# welches material für ruderboot???



## Frank (19. August 2003)

hallo zusammen,
kann mir hier jemand die unterschiede und die einzelnen vor- und nachteile der einzelen materielien aufzeigen, aus denen ruderboote hergestellt werden?

da wären: 1. aluminium (bestimmt das beste, oder?)
                 2. gfk (wie sieht es mit der haltbarkeit aus?)
                 3. abs-thermoplast  
                 4. polyethylen

das boot wird nur im süsswasser eingesetzt, sollte aber schon robust und haltbar sein.
mfg

frank


----------



## Bellyboatangler (19. August 2003)

Naja ein Aluboot würde ich mir nie kaufen. Wenn dort mal die Zange runterfällt, hören es die Fisch noch 5km weit weg.

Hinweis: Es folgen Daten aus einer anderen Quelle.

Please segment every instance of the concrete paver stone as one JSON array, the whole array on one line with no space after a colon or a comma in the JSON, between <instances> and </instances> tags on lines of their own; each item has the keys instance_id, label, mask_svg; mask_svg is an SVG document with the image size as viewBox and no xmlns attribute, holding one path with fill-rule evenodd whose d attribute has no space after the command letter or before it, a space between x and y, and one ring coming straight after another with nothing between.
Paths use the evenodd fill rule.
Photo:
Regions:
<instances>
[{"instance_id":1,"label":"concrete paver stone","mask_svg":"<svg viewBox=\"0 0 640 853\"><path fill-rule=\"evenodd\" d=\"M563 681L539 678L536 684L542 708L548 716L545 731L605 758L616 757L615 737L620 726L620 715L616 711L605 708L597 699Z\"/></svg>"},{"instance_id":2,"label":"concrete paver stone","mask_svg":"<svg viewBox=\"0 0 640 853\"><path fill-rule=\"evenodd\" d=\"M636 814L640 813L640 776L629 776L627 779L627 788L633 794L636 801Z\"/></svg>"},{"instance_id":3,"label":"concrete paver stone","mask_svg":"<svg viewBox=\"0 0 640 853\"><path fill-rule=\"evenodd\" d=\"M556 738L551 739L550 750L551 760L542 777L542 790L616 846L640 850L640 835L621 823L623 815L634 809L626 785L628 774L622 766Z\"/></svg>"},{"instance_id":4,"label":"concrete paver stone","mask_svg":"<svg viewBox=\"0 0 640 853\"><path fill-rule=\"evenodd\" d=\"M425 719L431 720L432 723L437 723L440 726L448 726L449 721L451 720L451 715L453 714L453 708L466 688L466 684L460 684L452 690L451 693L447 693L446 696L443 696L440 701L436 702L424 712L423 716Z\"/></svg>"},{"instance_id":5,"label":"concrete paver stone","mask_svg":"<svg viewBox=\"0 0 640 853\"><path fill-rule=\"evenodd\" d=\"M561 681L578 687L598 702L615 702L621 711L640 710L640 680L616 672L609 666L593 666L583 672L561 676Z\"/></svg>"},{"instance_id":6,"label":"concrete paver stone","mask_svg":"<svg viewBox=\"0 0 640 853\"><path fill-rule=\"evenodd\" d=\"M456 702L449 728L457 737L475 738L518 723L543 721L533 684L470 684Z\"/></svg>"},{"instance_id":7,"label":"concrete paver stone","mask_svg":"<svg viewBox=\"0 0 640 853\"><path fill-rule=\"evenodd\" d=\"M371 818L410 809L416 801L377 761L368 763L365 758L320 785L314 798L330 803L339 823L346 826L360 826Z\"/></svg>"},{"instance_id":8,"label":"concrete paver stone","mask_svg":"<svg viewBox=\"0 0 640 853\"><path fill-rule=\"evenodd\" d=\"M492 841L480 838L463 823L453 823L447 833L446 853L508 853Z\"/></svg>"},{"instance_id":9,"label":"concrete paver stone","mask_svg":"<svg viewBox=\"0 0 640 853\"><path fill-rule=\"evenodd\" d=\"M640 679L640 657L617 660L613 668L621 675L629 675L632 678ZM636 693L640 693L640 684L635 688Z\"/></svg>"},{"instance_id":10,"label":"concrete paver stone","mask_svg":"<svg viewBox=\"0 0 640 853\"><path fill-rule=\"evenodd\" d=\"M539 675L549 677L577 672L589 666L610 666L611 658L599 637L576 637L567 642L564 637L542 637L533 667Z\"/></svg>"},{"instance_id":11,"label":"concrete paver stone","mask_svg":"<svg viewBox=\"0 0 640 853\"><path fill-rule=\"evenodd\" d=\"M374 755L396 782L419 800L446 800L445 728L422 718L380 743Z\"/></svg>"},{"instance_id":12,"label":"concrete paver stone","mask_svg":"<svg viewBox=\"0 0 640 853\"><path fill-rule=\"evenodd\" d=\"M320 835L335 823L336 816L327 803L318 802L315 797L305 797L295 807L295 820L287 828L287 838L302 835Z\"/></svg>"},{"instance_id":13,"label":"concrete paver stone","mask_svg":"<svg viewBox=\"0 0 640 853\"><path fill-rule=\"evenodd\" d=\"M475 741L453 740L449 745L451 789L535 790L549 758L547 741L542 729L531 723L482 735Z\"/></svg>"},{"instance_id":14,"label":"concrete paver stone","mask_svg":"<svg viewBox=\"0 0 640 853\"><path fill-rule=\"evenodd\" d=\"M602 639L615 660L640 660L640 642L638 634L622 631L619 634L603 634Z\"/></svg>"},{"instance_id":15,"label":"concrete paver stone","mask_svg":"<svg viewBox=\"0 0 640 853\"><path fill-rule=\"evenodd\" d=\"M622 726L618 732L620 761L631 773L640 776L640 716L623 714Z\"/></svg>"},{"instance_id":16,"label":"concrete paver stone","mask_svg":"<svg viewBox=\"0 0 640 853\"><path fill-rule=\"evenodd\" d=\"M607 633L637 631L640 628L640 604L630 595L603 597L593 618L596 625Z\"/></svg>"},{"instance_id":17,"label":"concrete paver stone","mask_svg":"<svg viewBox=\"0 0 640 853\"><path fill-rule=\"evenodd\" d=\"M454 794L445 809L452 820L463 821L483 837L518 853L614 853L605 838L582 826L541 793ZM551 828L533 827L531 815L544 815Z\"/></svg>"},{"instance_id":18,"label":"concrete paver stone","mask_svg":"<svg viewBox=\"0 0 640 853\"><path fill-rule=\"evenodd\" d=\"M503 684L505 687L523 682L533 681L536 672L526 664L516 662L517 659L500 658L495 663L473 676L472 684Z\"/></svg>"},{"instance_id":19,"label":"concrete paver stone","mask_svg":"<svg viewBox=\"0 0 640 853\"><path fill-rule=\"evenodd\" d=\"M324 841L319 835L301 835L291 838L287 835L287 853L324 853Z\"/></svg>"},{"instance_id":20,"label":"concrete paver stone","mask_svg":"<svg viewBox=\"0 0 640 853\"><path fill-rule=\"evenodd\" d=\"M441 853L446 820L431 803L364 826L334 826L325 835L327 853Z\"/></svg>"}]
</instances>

Kauf Dir ein gutes GFK Boot. Die besten Erfahrungen habe ich mit Krallerboote gemacht. Haben wir auch im verein. Sind einfach zu reparieren und fast unsinkbar. Sind auch schnell zu rudern. Haben allerdings auch ihren stolzen Preis. Das größte Krallerruderboot (5,00 * 1,40 etwa) kostet neu etwa 3500 €. Der Preis ist zwar hoich , aber die Boote sind absolut spitze!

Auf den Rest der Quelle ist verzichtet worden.